Using the new furnace, students have the capability to shape and blow molten glass more quickly and with more ease. Previously, artists in the glass course and in Three-Dimensional Art III were forming pieces of glass and putting them in a kiln, where the glass would slump and melt. They also practiced sandblasting glass and cutting glass. With the furnace, students can manipulate hot glass and blow glass.
“None of the universities, including Cal Arts, UCLA and other top-ranked art schools have a glass-blowing furnace,” visual arts teacher Dylan Palmer said.
Palmer, a glassblowing artist in his own right for the past 20 years, said he has wanted the kiln for six years and recently drew up a proposal to purchase one.
“There’s no other material that is so malleable and gives you such immediate results,” Lola Clark ’17 said. “The entire process is mesmerizing, and the end products are even more incredible.”
Students are exhibiting their glass creations in their own show called “Fluid,” which opened Monday.

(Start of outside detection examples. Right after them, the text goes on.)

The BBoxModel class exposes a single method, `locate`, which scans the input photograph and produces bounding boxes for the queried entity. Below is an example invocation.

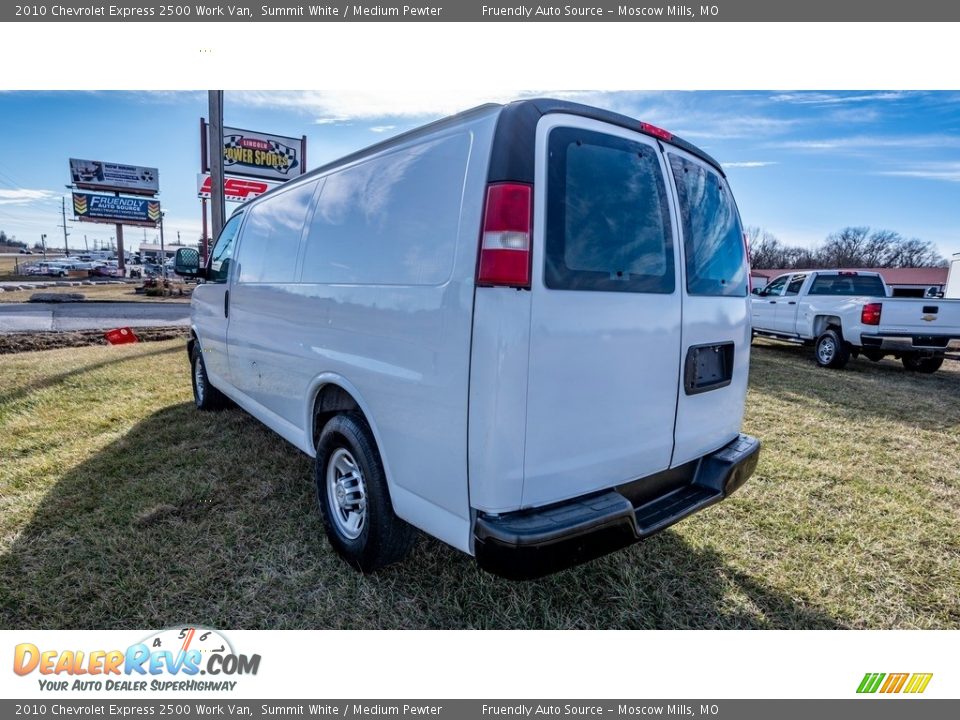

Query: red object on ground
[103,328,140,345]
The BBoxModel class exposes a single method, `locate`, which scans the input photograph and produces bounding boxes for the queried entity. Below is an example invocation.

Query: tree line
[746,226,947,270]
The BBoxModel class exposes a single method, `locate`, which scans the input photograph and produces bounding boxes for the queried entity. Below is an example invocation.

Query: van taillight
[477,183,533,288]
[860,303,883,325]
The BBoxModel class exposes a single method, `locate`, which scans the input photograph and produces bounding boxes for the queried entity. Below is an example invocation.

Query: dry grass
[0,341,960,628]
[0,278,193,303]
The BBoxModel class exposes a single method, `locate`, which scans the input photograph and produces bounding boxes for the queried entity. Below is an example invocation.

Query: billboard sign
[197,173,271,202]
[73,193,160,227]
[70,158,160,195]
[202,125,307,181]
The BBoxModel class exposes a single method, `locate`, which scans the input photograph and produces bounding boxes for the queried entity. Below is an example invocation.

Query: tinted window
[544,128,676,293]
[301,133,473,285]
[207,215,242,282]
[762,275,789,295]
[808,275,887,297]
[670,154,747,297]
[239,181,317,283]
[784,275,807,295]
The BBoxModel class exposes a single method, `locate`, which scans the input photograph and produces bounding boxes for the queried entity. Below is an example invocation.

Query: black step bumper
[474,435,760,580]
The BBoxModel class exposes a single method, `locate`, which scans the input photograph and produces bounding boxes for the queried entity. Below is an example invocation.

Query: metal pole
[160,212,167,278]
[200,198,207,267]
[60,197,70,256]
[208,90,227,237]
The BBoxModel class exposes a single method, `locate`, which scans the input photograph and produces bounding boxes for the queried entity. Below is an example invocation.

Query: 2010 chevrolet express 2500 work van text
[177,100,760,578]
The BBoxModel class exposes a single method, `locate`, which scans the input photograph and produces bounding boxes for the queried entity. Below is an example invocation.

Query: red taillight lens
[860,303,883,325]
[640,123,673,142]
[477,183,533,288]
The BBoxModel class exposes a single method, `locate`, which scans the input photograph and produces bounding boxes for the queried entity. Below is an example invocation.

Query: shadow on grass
[0,347,184,406]
[0,404,835,628]
[750,343,960,431]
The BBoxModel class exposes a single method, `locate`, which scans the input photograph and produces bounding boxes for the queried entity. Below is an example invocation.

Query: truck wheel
[813,328,850,370]
[314,413,414,573]
[190,342,227,410]
[901,355,943,374]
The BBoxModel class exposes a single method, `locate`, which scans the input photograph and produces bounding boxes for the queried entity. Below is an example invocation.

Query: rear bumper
[860,333,960,352]
[474,435,760,580]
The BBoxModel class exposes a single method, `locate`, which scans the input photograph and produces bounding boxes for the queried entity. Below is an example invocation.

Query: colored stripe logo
[857,673,933,694]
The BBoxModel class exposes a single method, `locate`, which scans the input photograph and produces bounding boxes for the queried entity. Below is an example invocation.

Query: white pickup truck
[752,270,960,373]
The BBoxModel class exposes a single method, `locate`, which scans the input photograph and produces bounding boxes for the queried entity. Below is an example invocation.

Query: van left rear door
[523,115,681,506]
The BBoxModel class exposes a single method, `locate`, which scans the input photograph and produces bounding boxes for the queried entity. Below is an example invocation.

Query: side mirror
[173,248,206,278]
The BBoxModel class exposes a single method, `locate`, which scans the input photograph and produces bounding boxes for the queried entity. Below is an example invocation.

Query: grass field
[0,283,193,303]
[0,341,960,628]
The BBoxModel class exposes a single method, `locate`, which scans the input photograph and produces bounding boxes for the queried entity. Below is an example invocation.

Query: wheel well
[313,383,362,447]
[813,315,843,337]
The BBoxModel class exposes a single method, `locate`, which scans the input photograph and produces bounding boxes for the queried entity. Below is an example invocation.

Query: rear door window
[784,275,807,295]
[808,275,886,297]
[670,153,747,297]
[544,128,676,293]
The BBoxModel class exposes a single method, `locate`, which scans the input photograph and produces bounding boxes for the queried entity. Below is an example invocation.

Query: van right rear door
[522,114,681,507]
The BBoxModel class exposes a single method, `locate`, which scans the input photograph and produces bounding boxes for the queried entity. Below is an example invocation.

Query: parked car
[752,270,960,373]
[176,100,760,578]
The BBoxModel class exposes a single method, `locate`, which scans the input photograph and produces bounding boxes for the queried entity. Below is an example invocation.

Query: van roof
[231,98,726,215]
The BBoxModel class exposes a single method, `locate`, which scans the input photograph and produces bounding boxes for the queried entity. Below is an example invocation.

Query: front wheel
[901,355,943,374]
[813,328,850,370]
[190,342,227,410]
[314,413,414,573]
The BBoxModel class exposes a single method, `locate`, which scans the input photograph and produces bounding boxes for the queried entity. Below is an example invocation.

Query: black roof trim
[488,98,726,182]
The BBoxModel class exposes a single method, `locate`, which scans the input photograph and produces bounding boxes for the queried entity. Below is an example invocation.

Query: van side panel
[255,113,496,551]
[470,288,531,513]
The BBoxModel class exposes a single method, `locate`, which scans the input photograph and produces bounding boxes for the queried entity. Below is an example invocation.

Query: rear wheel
[314,413,415,573]
[901,355,943,374]
[190,342,227,410]
[813,328,850,369]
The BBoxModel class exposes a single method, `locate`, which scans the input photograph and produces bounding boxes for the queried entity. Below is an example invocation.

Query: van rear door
[522,115,688,507]
[665,145,751,466]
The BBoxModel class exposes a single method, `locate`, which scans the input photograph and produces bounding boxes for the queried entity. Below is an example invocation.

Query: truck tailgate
[879,298,960,337]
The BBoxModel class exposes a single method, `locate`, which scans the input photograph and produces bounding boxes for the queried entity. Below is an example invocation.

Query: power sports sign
[73,193,160,227]
[200,123,307,181]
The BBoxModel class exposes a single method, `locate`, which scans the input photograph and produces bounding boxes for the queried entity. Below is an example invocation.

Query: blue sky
[0,91,960,256]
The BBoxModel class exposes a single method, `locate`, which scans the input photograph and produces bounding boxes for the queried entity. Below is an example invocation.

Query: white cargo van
[176,100,760,578]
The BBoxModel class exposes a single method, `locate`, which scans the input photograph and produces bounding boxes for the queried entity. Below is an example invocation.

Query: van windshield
[670,153,747,297]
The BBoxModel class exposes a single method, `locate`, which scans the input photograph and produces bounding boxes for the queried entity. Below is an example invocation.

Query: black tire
[900,354,943,375]
[314,413,416,573]
[813,328,850,370]
[190,342,227,410]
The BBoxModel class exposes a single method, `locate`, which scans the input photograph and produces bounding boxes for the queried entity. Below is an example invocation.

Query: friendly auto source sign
[73,193,160,227]
[203,122,307,180]
[70,158,160,195]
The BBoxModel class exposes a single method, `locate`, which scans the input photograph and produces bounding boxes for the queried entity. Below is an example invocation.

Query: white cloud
[770,91,907,105]
[230,88,595,125]
[769,135,960,150]
[720,160,779,168]
[877,162,960,182]
[0,188,60,205]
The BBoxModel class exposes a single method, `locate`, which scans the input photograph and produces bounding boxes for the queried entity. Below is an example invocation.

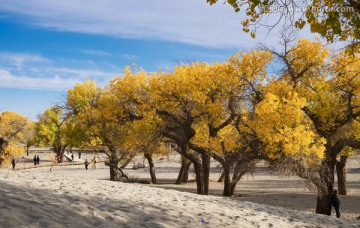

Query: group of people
[33,155,40,165]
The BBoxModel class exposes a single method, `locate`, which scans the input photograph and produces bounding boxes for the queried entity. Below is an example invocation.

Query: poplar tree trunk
[109,157,119,181]
[120,155,135,169]
[316,151,336,215]
[218,171,225,182]
[223,165,231,196]
[336,156,348,195]
[176,156,191,184]
[145,153,156,184]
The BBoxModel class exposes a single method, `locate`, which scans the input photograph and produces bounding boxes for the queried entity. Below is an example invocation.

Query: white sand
[0,159,360,227]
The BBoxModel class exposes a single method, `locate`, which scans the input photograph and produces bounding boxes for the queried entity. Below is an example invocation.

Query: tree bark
[316,151,336,215]
[194,163,205,195]
[223,164,231,196]
[176,156,191,184]
[120,154,135,169]
[201,153,211,195]
[145,153,156,184]
[109,156,119,181]
[336,156,348,195]
[218,171,225,182]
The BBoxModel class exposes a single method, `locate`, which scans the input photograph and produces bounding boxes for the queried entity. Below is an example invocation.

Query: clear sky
[0,0,310,120]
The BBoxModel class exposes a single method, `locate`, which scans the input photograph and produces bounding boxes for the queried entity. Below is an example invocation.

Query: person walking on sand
[331,190,340,218]
[85,159,89,170]
[11,158,16,169]
[91,156,96,170]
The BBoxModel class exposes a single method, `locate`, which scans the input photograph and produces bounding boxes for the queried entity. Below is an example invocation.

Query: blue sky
[0,0,316,120]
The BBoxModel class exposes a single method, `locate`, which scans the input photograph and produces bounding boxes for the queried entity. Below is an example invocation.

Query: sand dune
[0,163,360,227]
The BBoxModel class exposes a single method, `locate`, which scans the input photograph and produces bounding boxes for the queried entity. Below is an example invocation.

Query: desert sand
[0,151,360,227]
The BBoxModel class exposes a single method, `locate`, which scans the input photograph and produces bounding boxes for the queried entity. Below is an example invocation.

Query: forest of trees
[0,39,360,214]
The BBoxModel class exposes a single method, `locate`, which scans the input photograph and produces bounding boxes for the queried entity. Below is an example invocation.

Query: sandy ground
[0,151,360,227]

“Drawings were done using the glass furnace, so essentially it’s a crucible filled with glass, and what the students did was they scooped some glass out of it and used the heat from the glass to do the drawings on the illustration board,” Palmer said.
While some of the art displays were made using the kiln, the pieces on display that are clear and wrapped in wire are all blown glass, Palmer said.
“Fluid” will remain on display in the Feldman-Horn Gallery until March 24.